Peter é um cozinheiro austríaco. "Herdei-o" do meu antecessor, João Lima Pimentel, quando vim para Viena, em 2002.
Era uma figura curiosa, avantajada, com forte bigodaça, fumador compulsivo, homem bastante nervoso e agitado. Mas uma jóia de pessoa. Falava uma mescla de inglês macarrónico misturado com espanhol, aprendido com as duas peruanas que a embaixada tinha ao seu serviço.
Tinha tido um restaurante, mas a sua vida dera algumas voltas inesperadas e menos felizes. Um dia, num jornal, através de um anúncio, veio parar à residência portuguesa, recrutado pelo meu predecessor. Ficou por lá 15 anos, até se aposentar.
Era um profissional de primeira água. Tinha mais de um milhar de menus diferentes e era preciso pedir-lhe a repetição de um prato, caso contrário inventava sempre algo de novo. Uma sua especialidade eram os doces, para mal eterno da minha glicose.
No meu último dia de serviço em Viena, há quase 12 anos, eu havia dito à minha mulher que gostava de ir jantar fora. Estava cansado da trabalheira que sempre é "fechar" um posto e queria espairecer um pouco. O Peter moveu montanhas para me dissuadir. Disse que tinha preparado algo especial para a nossa derradeira refeição. Pronto, lá teria que ser!
À hora de jantar, notámos que a mesa parecia posta para um banquete. Isso contrastava um tanto comigo, à vontade e de jeans, bem como com o ambiente do resto da casa, toda num reboliço de malas e empacotamento.

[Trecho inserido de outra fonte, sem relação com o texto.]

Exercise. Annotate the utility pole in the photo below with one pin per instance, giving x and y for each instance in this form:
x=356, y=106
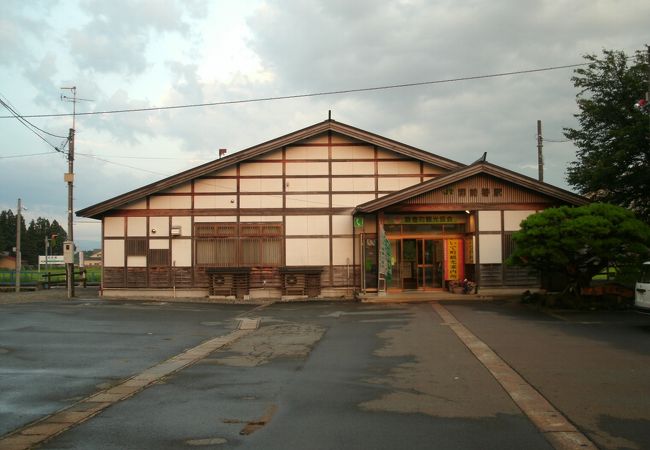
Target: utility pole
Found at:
x=19, y=262
x=69, y=178
x=540, y=156
x=647, y=94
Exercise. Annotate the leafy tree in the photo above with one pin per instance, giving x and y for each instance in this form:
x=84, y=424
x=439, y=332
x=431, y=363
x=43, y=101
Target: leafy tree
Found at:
x=8, y=231
x=32, y=240
x=581, y=242
x=613, y=137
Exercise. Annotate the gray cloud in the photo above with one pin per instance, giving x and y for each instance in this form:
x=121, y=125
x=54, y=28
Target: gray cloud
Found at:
x=118, y=34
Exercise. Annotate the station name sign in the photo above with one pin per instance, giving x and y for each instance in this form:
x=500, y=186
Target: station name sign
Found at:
x=425, y=219
x=51, y=259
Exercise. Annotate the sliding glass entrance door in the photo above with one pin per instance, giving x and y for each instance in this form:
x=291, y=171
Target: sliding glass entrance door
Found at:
x=420, y=264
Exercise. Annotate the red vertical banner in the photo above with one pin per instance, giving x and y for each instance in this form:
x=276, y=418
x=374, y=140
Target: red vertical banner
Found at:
x=454, y=261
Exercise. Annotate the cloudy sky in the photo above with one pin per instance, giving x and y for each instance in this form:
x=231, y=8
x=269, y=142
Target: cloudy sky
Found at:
x=123, y=54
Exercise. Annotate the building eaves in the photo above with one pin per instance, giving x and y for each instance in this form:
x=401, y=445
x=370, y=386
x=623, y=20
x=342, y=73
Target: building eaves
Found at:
x=96, y=211
x=479, y=167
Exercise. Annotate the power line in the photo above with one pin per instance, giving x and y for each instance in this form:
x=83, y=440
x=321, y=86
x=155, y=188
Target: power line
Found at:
x=15, y=113
x=24, y=156
x=27, y=124
x=146, y=157
x=313, y=94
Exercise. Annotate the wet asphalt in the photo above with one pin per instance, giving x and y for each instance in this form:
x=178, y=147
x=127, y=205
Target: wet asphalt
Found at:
x=322, y=375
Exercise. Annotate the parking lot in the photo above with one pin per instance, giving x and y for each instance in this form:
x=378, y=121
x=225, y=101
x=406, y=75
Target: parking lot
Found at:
x=317, y=375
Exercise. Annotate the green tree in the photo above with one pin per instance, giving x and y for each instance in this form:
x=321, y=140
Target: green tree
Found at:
x=613, y=138
x=8, y=231
x=581, y=242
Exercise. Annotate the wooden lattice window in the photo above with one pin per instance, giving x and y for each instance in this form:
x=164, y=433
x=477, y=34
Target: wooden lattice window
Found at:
x=219, y=252
x=256, y=244
x=215, y=229
x=261, y=251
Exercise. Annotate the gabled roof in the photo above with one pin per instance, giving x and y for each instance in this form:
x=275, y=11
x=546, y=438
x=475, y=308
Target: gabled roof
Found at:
x=477, y=168
x=97, y=210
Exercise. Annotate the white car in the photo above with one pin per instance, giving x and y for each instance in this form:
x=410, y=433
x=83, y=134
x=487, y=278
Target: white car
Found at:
x=642, y=289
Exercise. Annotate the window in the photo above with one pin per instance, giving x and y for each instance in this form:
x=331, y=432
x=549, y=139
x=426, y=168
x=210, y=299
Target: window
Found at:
x=235, y=245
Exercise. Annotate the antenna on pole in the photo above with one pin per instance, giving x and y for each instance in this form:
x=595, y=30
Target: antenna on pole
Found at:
x=540, y=155
x=68, y=246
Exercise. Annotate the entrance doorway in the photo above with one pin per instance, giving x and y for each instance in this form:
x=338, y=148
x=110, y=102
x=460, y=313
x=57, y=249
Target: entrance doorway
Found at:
x=417, y=263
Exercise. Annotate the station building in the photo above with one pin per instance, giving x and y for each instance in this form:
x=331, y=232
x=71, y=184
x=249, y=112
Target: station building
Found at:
x=327, y=211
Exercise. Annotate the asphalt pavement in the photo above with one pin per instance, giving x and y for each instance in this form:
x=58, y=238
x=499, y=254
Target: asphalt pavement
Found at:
x=320, y=375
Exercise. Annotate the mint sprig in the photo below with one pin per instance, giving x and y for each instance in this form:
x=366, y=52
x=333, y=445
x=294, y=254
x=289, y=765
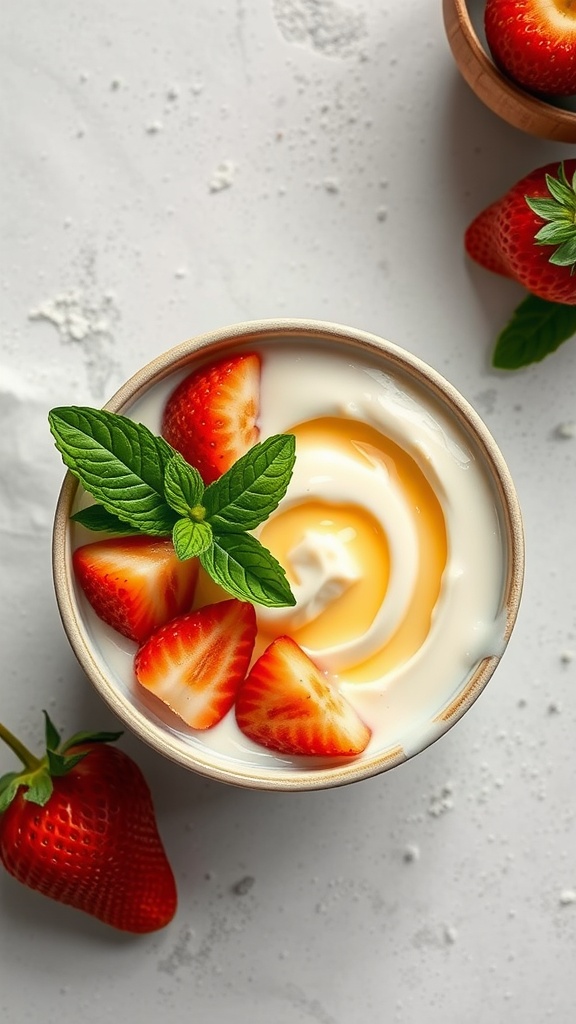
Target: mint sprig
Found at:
x=142, y=485
x=536, y=329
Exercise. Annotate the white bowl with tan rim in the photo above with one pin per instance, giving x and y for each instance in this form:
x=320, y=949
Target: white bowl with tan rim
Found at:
x=544, y=117
x=342, y=373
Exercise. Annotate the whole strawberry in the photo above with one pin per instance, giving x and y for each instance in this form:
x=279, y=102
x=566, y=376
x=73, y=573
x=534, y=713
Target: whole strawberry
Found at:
x=78, y=825
x=534, y=43
x=530, y=233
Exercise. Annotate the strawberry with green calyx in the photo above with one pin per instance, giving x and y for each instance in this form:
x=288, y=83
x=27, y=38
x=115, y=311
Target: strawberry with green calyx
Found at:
x=534, y=43
x=78, y=825
x=529, y=236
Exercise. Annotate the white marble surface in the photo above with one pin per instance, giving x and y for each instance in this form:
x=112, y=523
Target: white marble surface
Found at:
x=171, y=168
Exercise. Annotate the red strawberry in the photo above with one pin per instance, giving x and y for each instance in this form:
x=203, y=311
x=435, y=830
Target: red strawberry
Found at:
x=196, y=663
x=287, y=705
x=530, y=233
x=135, y=584
x=534, y=42
x=211, y=417
x=78, y=825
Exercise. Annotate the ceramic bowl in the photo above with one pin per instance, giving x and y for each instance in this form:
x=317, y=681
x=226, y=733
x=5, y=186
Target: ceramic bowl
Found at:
x=551, y=119
x=107, y=658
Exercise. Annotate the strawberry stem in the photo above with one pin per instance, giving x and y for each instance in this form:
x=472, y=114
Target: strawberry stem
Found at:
x=22, y=752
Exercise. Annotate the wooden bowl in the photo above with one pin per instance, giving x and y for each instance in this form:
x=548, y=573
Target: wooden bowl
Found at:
x=463, y=20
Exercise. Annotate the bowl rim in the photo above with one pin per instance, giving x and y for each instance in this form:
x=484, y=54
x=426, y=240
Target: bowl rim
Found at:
x=178, y=357
x=519, y=108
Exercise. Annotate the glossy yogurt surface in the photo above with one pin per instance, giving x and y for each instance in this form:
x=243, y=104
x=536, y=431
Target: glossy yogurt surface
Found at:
x=392, y=536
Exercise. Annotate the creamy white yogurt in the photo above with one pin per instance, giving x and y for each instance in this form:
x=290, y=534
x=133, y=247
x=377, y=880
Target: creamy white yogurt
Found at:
x=401, y=705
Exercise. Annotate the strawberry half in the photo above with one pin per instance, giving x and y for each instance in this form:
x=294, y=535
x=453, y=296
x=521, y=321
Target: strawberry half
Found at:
x=196, y=663
x=287, y=705
x=529, y=235
x=534, y=43
x=135, y=584
x=211, y=417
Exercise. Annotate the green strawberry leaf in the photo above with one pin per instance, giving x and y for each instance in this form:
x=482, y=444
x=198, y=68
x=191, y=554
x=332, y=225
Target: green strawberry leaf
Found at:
x=546, y=208
x=560, y=212
x=96, y=518
x=8, y=787
x=536, y=329
x=120, y=463
x=182, y=485
x=251, y=489
x=191, y=539
x=247, y=570
x=561, y=189
x=51, y=734
x=556, y=232
x=565, y=255
x=40, y=787
x=59, y=764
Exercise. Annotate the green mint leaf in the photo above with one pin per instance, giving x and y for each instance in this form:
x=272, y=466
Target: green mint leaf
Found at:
x=536, y=329
x=96, y=518
x=251, y=489
x=52, y=735
x=247, y=570
x=182, y=485
x=191, y=539
x=120, y=463
x=40, y=787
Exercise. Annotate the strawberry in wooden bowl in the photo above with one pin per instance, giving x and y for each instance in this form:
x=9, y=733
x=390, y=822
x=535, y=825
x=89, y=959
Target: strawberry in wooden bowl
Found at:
x=269, y=561
x=529, y=235
x=534, y=42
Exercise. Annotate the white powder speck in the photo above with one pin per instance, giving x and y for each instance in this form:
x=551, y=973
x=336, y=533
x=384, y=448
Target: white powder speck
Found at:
x=88, y=322
x=222, y=176
x=411, y=853
x=328, y=27
x=441, y=802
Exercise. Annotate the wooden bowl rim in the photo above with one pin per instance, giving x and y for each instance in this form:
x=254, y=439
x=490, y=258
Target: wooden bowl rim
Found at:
x=499, y=93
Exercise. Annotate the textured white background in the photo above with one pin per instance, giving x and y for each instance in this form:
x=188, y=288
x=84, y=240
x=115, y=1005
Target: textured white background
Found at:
x=169, y=168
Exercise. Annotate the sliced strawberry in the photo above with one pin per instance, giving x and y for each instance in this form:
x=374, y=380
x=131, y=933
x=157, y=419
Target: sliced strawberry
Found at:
x=211, y=417
x=287, y=705
x=135, y=584
x=196, y=663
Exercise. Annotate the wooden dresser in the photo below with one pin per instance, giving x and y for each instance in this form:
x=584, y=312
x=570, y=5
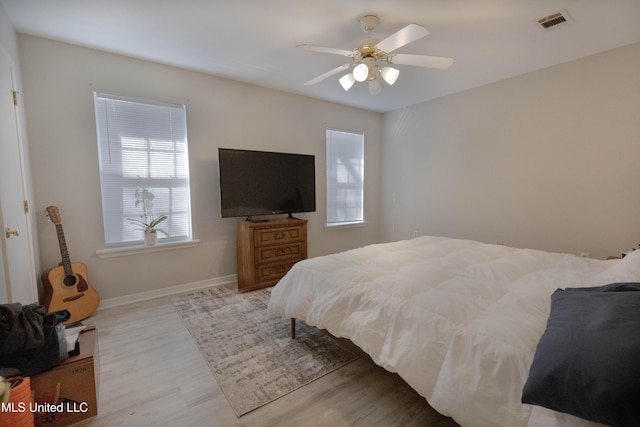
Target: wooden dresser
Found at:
x=268, y=249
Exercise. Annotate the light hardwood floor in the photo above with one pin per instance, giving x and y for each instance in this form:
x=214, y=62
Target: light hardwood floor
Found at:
x=152, y=373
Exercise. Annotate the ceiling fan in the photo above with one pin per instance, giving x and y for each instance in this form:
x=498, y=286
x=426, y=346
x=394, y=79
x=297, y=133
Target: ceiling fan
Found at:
x=366, y=56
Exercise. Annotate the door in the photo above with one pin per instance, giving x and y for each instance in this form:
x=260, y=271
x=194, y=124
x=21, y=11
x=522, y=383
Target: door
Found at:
x=18, y=280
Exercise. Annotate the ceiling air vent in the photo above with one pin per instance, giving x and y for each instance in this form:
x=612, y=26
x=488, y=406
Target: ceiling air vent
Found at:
x=556, y=20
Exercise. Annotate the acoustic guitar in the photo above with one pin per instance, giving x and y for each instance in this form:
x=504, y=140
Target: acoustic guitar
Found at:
x=66, y=286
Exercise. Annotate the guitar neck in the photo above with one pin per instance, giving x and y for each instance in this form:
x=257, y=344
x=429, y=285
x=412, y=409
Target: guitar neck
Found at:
x=66, y=261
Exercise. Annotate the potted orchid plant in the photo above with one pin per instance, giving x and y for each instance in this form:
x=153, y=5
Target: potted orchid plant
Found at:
x=148, y=222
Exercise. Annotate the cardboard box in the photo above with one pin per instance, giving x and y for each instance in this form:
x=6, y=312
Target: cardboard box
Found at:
x=67, y=393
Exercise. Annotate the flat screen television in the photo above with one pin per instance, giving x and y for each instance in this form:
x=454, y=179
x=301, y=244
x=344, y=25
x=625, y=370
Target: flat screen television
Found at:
x=254, y=183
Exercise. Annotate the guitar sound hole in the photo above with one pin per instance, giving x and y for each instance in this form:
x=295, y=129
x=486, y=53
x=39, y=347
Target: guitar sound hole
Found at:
x=70, y=280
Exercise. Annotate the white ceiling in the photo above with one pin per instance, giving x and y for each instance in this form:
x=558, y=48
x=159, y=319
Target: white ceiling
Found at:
x=255, y=41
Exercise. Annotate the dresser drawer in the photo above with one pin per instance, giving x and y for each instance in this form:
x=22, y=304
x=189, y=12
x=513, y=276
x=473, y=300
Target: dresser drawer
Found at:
x=272, y=272
x=293, y=251
x=278, y=235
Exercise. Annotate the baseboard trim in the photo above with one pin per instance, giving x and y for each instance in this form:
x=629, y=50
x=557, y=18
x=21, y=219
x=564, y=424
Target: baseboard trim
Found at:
x=171, y=290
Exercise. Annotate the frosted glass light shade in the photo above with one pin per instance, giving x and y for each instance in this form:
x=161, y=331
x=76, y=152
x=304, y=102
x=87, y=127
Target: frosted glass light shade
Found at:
x=347, y=81
x=390, y=74
x=361, y=72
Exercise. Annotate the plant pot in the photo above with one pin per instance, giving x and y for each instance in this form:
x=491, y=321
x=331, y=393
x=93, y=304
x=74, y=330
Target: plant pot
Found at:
x=150, y=237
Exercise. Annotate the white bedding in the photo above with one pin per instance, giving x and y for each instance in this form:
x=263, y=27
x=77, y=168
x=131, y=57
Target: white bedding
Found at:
x=458, y=320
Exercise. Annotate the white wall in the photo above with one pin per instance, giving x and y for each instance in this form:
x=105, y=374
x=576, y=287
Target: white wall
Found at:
x=548, y=160
x=59, y=83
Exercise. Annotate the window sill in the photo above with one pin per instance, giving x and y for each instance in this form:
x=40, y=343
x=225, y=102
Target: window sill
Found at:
x=142, y=249
x=345, y=225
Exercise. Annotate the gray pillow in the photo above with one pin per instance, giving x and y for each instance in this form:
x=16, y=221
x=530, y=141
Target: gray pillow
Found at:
x=587, y=362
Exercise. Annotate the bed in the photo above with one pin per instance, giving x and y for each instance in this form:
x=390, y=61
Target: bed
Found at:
x=460, y=321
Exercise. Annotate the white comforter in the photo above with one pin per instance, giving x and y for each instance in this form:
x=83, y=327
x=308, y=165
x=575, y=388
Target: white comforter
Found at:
x=458, y=320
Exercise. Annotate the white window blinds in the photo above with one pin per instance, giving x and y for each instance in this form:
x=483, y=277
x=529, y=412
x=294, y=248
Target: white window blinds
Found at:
x=345, y=177
x=142, y=145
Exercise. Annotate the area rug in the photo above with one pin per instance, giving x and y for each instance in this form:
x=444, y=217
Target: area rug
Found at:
x=252, y=356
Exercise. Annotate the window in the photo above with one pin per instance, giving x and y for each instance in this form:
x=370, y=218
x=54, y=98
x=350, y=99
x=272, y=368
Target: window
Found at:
x=142, y=145
x=345, y=177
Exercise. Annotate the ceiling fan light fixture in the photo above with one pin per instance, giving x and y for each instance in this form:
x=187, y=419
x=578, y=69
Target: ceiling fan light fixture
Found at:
x=361, y=72
x=347, y=81
x=390, y=74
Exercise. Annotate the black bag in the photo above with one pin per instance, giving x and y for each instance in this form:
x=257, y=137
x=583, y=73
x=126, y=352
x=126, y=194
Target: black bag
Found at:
x=29, y=339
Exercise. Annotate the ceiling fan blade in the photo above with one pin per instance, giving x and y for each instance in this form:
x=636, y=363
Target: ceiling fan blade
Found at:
x=441, y=62
x=408, y=34
x=327, y=74
x=326, y=49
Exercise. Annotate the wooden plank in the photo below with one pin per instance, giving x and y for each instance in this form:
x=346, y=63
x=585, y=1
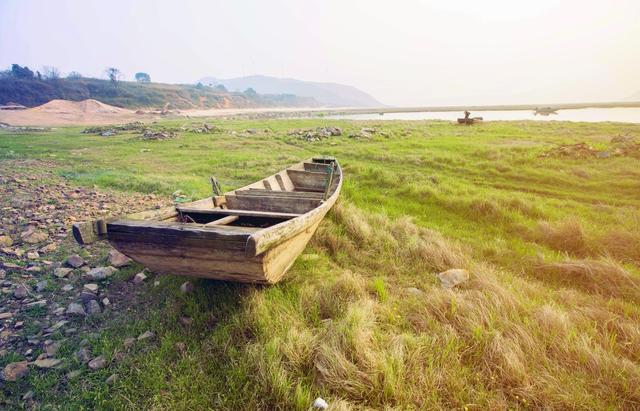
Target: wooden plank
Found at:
x=89, y=231
x=269, y=237
x=267, y=193
x=222, y=221
x=276, y=204
x=247, y=213
x=308, y=180
x=319, y=167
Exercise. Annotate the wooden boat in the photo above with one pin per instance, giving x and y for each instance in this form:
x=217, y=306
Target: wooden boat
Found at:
x=252, y=234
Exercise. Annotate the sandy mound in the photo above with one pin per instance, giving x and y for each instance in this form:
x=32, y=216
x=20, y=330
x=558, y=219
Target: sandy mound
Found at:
x=64, y=112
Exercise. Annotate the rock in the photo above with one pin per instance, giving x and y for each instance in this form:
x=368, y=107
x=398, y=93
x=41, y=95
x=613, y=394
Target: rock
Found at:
x=93, y=307
x=415, y=291
x=100, y=273
x=83, y=355
x=112, y=379
x=5, y=316
x=75, y=309
x=319, y=404
x=52, y=348
x=34, y=237
x=97, y=363
x=62, y=272
x=73, y=374
x=139, y=278
x=117, y=259
x=75, y=261
x=55, y=327
x=41, y=285
x=453, y=277
x=49, y=248
x=147, y=335
x=186, y=287
x=15, y=370
x=5, y=241
x=20, y=292
x=47, y=363
x=91, y=287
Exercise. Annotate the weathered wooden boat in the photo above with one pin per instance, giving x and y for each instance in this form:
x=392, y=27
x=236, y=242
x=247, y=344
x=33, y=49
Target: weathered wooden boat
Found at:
x=252, y=234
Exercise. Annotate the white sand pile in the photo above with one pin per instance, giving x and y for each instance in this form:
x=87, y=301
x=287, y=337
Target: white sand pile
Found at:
x=64, y=112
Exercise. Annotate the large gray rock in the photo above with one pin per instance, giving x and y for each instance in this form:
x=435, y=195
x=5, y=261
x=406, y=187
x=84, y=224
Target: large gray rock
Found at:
x=93, y=307
x=62, y=272
x=20, y=292
x=100, y=273
x=117, y=259
x=15, y=370
x=453, y=277
x=98, y=363
x=75, y=261
x=75, y=309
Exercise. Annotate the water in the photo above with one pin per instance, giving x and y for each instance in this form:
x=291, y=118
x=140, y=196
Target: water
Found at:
x=622, y=115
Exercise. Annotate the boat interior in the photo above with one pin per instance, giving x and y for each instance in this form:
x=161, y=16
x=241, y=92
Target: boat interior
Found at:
x=280, y=197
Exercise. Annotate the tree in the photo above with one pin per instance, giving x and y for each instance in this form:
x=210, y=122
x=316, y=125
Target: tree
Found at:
x=21, y=72
x=50, y=72
x=143, y=77
x=113, y=74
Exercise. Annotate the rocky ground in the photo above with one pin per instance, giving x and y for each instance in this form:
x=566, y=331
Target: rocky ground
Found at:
x=53, y=292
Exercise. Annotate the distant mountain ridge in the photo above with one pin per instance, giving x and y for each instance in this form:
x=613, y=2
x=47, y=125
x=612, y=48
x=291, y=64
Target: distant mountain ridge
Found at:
x=327, y=94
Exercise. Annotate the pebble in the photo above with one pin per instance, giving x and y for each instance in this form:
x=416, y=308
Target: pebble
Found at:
x=100, y=273
x=75, y=261
x=62, y=272
x=20, y=292
x=75, y=309
x=83, y=355
x=453, y=277
x=93, y=308
x=97, y=363
x=47, y=363
x=139, y=278
x=186, y=287
x=91, y=287
x=146, y=336
x=117, y=259
x=15, y=370
x=320, y=404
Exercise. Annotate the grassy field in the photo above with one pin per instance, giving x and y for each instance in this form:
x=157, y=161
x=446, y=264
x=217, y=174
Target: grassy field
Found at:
x=550, y=317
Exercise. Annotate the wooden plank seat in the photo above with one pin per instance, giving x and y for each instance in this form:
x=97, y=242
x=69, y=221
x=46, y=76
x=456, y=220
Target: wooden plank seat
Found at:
x=271, y=204
x=308, y=180
x=242, y=213
x=259, y=192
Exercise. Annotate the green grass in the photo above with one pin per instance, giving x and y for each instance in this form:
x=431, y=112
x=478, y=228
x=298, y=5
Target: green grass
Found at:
x=549, y=318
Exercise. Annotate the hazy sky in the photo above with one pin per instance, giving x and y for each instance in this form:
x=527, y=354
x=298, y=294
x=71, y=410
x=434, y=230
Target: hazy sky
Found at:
x=407, y=52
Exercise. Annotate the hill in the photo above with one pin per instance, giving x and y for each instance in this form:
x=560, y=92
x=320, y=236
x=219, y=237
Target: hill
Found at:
x=32, y=92
x=328, y=94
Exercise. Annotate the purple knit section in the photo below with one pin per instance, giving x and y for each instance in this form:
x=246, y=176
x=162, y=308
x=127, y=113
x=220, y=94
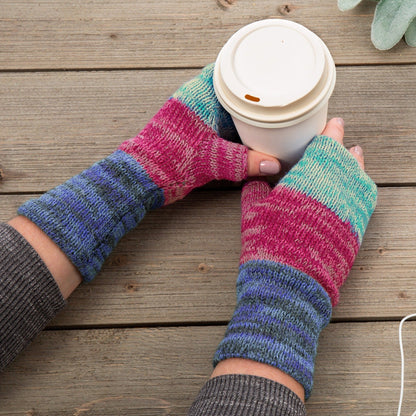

Começávamos a refeição quando ouvimos uns ruídos na zona da entrada. Foi-nos dada uma explicação qualquer e o jantar prosseguiu com normalidade. Até ao momento em que, da sala ao lado, saiu um som musical. De violino. E não era um, eram cinco violinos, um grupo que o Peter tinha recrutado numa escola de música, uma oferta sua para acompanhar o último jantar que nos preparava.
E foi então que ele próprio entrou na sala, fardado a rigor, com os olhos cheios de lágrimas, naquela língua de Babel, explicando, num discurso embargado, que tinha sido seu desejo despedir-se de nós com aquilo que a cultura do seu país tinha de melhor: a música. Todos nos comovemos.
Eram esses os princípios do Peter, um amigo austríaco que ganhámos.